Out in the wider world I am a member of the Executive committee of the Geochemistry and Mineralogy magazine Elements and have been involved in public lectures, radio and television programmes. I remain strongly committed to outreach and engagement activities. I have served on various committees involved in the funding of environmental science and currently sit on the Research Excellence Framework (REF) subpanel that will be assessing research quality in the UK university Environmental Science sector for the period 2014-2021 having previously sat on the REF2014 committee. I have been awarded the Houtermans medal of the European Association for Geochemistry and the Max Hey medal of the Mineralogical Society of Great Britain and Ireland and am an Honorary Research Fellow of the Natural History Museum.

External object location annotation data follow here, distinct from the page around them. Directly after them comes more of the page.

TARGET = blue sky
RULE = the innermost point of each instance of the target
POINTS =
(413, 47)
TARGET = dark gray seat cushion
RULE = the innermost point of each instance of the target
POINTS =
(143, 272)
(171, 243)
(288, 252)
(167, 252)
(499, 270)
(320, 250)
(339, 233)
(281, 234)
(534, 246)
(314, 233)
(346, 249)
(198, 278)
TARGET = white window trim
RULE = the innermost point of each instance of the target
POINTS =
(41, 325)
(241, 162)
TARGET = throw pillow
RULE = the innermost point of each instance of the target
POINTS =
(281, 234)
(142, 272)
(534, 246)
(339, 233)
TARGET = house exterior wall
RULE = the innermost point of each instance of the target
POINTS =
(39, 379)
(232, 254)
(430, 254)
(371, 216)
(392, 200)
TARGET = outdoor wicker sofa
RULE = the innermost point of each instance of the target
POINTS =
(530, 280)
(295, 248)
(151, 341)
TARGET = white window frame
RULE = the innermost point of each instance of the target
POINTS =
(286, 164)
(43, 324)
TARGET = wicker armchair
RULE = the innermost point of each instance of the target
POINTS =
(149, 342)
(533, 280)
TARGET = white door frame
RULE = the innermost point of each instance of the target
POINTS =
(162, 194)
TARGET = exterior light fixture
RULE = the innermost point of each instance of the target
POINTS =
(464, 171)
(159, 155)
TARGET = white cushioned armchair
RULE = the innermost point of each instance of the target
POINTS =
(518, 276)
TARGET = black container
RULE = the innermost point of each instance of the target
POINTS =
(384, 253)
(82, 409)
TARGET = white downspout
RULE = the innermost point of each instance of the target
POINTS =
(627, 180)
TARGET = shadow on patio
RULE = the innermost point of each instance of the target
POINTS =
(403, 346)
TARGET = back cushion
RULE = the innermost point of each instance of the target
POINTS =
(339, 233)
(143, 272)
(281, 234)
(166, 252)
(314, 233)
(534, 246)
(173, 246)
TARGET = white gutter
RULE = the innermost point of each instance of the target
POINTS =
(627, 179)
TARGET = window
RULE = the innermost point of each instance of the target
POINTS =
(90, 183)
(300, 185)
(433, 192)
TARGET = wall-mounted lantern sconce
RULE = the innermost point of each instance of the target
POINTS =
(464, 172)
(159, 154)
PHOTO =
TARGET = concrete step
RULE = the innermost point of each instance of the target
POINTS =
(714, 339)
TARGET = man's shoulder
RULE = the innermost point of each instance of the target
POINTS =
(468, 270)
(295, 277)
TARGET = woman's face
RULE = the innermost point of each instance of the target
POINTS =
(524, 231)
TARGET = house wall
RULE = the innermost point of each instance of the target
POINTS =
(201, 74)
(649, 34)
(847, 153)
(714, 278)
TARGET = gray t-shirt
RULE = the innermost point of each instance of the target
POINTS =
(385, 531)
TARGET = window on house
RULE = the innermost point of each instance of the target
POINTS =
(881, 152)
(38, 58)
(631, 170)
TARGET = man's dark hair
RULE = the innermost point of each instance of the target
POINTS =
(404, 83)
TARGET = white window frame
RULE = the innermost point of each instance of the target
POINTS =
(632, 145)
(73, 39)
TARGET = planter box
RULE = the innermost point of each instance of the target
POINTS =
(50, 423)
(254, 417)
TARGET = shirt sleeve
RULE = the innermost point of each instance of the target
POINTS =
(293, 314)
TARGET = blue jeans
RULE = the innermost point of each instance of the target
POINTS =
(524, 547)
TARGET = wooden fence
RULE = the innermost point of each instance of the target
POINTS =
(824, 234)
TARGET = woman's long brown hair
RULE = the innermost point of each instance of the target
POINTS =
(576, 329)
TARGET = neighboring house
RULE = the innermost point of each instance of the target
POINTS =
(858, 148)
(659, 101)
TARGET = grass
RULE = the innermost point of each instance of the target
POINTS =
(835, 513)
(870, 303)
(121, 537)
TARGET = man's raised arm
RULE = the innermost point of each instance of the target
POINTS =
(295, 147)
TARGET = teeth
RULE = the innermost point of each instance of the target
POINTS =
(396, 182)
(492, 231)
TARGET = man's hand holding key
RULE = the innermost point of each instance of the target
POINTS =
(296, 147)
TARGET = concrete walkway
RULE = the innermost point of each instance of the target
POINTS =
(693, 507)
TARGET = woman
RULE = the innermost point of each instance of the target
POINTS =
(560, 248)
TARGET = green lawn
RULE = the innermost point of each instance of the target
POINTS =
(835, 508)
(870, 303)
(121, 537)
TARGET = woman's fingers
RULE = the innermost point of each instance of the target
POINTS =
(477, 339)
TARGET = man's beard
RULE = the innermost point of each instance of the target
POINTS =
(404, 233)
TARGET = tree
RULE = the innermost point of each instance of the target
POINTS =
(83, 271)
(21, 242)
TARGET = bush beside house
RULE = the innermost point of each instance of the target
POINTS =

|2012 – present||Professor of Environmental Science||University of York|
|1999 – 2012||Lecturer, Senior lecturer, Reader and Professor in Environmental Mineralogy and Geochemistry
Head of Department
Acting Head of School
Director of the Soil Research Centre
School Director of Research
|University of Reading|
|1998 – 1999||Researcher “In situ remediation of metal contaminated soil”||Department of Mineralogy
The Natural History Museum
|1995 – 1997||Higher Scientific Officer “Mineral weathering and critical loads”||Macaulay Land Use Research Institute
|1991 – 1994||PhD “Igneous layering in the syenites of Nunarssuit and West Kûngnât, South Greenland"
Supervised by Profs. Ian Parsons and Brian Upton
|Department of Geology and Geophysics
University of Edinburgh
|1988 – 1991||B.A. Geology||The Queen's College
University of Oxford
I use a combination of mineralogical, chemical and biological techniques to investigate the biogeochemistry of contaminated soils and rates of mineral weathering. A particular focus at the moment is the role of earthworms in soil systems. This covers a broad range of areas ranging from ecosystem services, to evolution to carbon cycling.